Kondisi tersebut membuat Samuel Sekuritas menurunkan proyeksi pendapatan bunga bersih Bank Mandiri menjadi Rp 55,61 triliun tahun ini. Angka ini lebih kecil dibandingkan dengan tahun lalu yang mencapai Rp 59,44 triliun.
Pada segmen ritel, Bank Mandiri sudah mulai merestrukturisasi KPR yang debitornya terkena dampak pandemi Covid-19. Meskipun rasio kredit bermasalah Bank Mandiri pada segmen ini masih terjaga, jumlah kredit dalam perhatian khusus meningkat.
Mulai banyak
EVP Consumer Loan Bank Mandiri Ignatius Susatyo menjelaskan, permintaan restrukturisasi KPR sudah mulai banyak. Menurut dia, potensi restrukturisasi KPR di Bank Mandiri cukup besar karena banyak debitor bekerja di sektor yang terkena dampak Covid-19, di antaranya hotel, perjalanan, transportasi, dan restoran.
”Potensi restrukturisasi KPR sangat besar, bisa sampai Rp 10 triliun. Saat ini permohonan yang masuk sudah ribuan dan yang sudah berhasil diproses 100-an dan masih berjalan terus,” kata Susatyo.
Restrukturisasi KPR yang diberikan Bank Mandiri mengikuti aturan OJK. Skemanya disesuaikan dengan kondisi debitor. Adapun restrukturisasi yang sudah dilakukan berupa pengurangan angsuran, perpanjangan tenor, dan cuti membayar cicilan.
Direktur Finance, Treasury, and Strategy PT Bank Tabungan Negara (Persero) Tbk Nixon L Napitupulu mengakui, mayoritas debitor BTN adalah segmen properti atau pembiayaan konstruksi. Pandemi Covid-19 membuat lini bisnis itu lesu.
”Debitor BTN yang berstatus buruh di sentra-sentra industri banyak yang dirumahkan dan hanya menerima gaji pokok tanpa tunjangan. Mereka umumnya meminta restrukturisasi KPR,” ujarnya.
Hingga 24 April 2020, BTN merelaksasi kredit 24.730 nasabah dengan total kredit yang disalurkan Rp 4,64 triliun. Adapun 65-75 persen nasabah KPR BTN merupakan segmen KPR bersubsidi.

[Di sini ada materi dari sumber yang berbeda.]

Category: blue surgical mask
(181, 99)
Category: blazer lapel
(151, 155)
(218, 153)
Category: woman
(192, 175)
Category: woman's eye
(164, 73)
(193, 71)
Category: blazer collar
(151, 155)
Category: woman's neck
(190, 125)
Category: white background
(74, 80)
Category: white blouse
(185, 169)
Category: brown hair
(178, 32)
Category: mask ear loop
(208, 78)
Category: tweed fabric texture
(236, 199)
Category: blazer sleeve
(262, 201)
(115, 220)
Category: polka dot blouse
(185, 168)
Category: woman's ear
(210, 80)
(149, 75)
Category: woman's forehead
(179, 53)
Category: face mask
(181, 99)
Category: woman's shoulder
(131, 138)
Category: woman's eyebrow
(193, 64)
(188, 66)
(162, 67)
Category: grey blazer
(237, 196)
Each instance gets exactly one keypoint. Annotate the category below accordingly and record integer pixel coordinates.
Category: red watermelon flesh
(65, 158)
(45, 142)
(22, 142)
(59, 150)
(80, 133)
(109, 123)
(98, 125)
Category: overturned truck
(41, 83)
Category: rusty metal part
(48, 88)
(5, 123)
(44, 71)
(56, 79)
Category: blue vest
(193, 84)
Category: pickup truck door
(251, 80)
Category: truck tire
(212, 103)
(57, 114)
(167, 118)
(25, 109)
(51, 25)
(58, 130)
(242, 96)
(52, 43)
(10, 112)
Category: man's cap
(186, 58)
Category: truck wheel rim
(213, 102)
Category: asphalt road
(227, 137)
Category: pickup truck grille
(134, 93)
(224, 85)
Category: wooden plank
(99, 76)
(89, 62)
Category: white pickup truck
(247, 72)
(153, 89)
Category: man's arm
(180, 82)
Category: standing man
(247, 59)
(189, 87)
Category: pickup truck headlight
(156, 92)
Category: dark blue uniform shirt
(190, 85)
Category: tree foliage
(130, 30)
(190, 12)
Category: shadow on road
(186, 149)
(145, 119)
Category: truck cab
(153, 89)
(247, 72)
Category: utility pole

Mayoritas permohonan restrukturisasi, lanjut Nixon, diajukan debitor BTN melalui paltform digital. Dengan demikian, debitor tidak perlu datang ke kantor cabang BTN.
Ketua Dewan Komisioner OJK Wimboh Santoso menyebutkan, sampai dengan 10 Mei 2020, perbankan telah memberikan restrukturisasi kredit bagi 3,88 juta debitor hingga 10 Mei 2020. Nilai restrukturisasi yang diberikan mencapai Rp 337 triliun.
Dampak restrukturisasi, risiko kredit bermasalah atau NPL gross meningkat dari 2,53 persen menjadi 2,77 persen.
Wimboh menjelaskan, kenaikan NPL dari debitor yang sebelum Covid-19 sudah termasuk memiliki risiko kredit bermasalah. Kenaikan NPL sudah dimitigasi dengan kebijakan restrukturisasi kredit. Kebijakan ini tak hanya meringankan konsumen, tetapi juga turut merelaksasi pencatatan NPL.
Kenaikan NPL sudah dimitigasi dengan kebijakan restrukturisasi kredit.
”Dengan insentif pada program restrukturisasi kredit, tak ada perbankan lembaga keuangan yang tak ingin melakukan restrukturisasi,” ujarnya. (DIM)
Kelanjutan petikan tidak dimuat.